All waffle and no action won’t make you PM, Mr Hancock

Published by The Mail on Sunday (26th May, 2019)

After ten months as Health Secretary, Matt Hancock thinks he can offer a prescription to save his country and party in these tortured times. 

Sure enough, yesterday he declared he was the leader for Britain’s future.

Mr Hancock believes he can inherit the crown with a pitch for the centre, presenting himself as the young Cabinet gun who can sort out Brexit and win back generations turned off by the Tories.

I have known him for almost a decade since I took over his desk outside the offices of David Cameron and George Osborne during my brief spell as a speechwriter. Now, Mr Hancock seeks to fly their flag of compassionate conservatism.

Yet he was an undistinguished Culture Secretary. And on his biggest test at Health, he has not only shown a depressing lack of leadership skills.

Far worse, he displays near-contempt for people with autism and learning disabilities locked up in abusive detention, as well as their distraught families.

Yes, there have been lots of warm words and talk of action. But this scandal cries out for genuine leadership, not more reviews and technocratic tinkering, after so many years of political failure to free people who should not be in secure units.

We saw the legacy again last week with a distressing Panorama documentary revealing more hideous abuse – just as we saw in 2011 when similar horrors were exposed at Winterbourne View care home.

The new BBC exposé followed The Mail on Sunday’s campaign to end such barbarism, which often only helps profiteering private firms. As we have shown, it is far more effective, kinder and usually cheaper to care for people with autism and learning disabilities in the community.
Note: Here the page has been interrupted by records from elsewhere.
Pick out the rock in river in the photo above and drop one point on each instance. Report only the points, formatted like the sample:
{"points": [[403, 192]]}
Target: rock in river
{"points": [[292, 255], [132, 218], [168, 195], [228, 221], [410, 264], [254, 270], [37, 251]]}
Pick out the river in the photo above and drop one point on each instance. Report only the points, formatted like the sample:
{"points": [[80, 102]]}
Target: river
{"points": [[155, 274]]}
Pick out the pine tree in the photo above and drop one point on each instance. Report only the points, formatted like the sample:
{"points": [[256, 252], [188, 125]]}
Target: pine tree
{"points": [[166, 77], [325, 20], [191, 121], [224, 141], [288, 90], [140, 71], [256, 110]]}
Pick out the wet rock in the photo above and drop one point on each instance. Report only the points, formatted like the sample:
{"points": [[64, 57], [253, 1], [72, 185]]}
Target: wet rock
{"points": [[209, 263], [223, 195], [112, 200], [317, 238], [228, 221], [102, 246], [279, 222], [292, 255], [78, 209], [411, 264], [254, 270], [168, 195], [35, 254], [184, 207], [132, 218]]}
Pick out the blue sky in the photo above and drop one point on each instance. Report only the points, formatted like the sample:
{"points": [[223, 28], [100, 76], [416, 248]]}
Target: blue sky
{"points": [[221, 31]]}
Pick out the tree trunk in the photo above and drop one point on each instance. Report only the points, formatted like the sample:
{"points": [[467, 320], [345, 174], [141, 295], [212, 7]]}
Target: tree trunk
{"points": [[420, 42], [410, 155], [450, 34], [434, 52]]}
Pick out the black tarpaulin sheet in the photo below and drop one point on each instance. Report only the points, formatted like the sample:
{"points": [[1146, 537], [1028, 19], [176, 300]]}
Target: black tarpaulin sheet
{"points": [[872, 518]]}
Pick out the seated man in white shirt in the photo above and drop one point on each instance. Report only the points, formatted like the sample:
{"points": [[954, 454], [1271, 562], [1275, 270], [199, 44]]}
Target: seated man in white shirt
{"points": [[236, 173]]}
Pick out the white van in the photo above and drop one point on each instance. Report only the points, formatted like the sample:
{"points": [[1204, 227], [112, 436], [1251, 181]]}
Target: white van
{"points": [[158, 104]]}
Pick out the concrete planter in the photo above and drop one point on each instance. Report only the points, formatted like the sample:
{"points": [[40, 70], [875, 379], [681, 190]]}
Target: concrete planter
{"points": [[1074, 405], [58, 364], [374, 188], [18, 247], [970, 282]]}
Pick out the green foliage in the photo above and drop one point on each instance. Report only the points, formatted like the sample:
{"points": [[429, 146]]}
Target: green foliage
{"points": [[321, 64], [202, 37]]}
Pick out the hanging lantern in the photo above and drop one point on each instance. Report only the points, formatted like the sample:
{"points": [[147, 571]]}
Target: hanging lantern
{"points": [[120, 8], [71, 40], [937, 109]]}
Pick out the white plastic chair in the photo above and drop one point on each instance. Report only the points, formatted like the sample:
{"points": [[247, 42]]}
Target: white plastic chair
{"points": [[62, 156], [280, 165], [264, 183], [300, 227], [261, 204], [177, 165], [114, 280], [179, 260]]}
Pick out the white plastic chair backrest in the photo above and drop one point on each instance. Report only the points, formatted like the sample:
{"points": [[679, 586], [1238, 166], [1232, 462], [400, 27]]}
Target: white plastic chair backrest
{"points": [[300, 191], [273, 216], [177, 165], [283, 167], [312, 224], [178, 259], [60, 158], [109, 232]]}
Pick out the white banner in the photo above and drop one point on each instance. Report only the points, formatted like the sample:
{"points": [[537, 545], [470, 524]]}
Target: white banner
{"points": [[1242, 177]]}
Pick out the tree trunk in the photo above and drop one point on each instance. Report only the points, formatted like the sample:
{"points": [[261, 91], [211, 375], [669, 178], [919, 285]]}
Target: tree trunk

Mr Hancock pledged instant action after I raised the case of Beth, a 17-year-old girl being fed through a hatch in solitary confinement for almost two years.

But she remains locked up, with her father having to resort to legal action against the NHS. Mr Hancock also set up a review by the Care Quality Commission in response to our revelations.

Strangely, the report was suddenly pulled forward to the day before the Panorama documentary – appearing on the same day as two other damaging reviews about the needless deaths of people with learning disabilities in the health system.

Yet he did the minimum possible in response, for all his pledges to parents. Not that he seems very bothered: he tweeted three times about waffles last week, twice with pictures of dogs, but not once on this scandal unfurling under his watch.

Then he went to Cabinet waving a bag of waffles, attempting to show his jokey side but revealing both his immaturity and breathtaking contempt for desperate people looking to him to salvage their lives and families. Their fury was intense.

He has, unbelievably, already slowed down targets for discharge. Now he says he will not ‘over promise’. But as his advisers made clear to me in private talks, his real concern was to get these issues buried before launching his leadership pitch.

Never mind the wrecked lives of distressed people seeking state support but ending up stuck in cruelty. Never mind their devastated families. They are merely pawns swept aside in Mr Hancock’s push to become Prime Minister.

This ongoing national scandal exposes a politician who is a depressing example of all that is wrong with Westminster. He sees politics as simply a platform for his ego, relying on spin and childish use of social media while playing games to further his personal ambitions.

This could not be further from compassionate conservatism. This is the soiled politics of the past, not the optimistic politics of the future.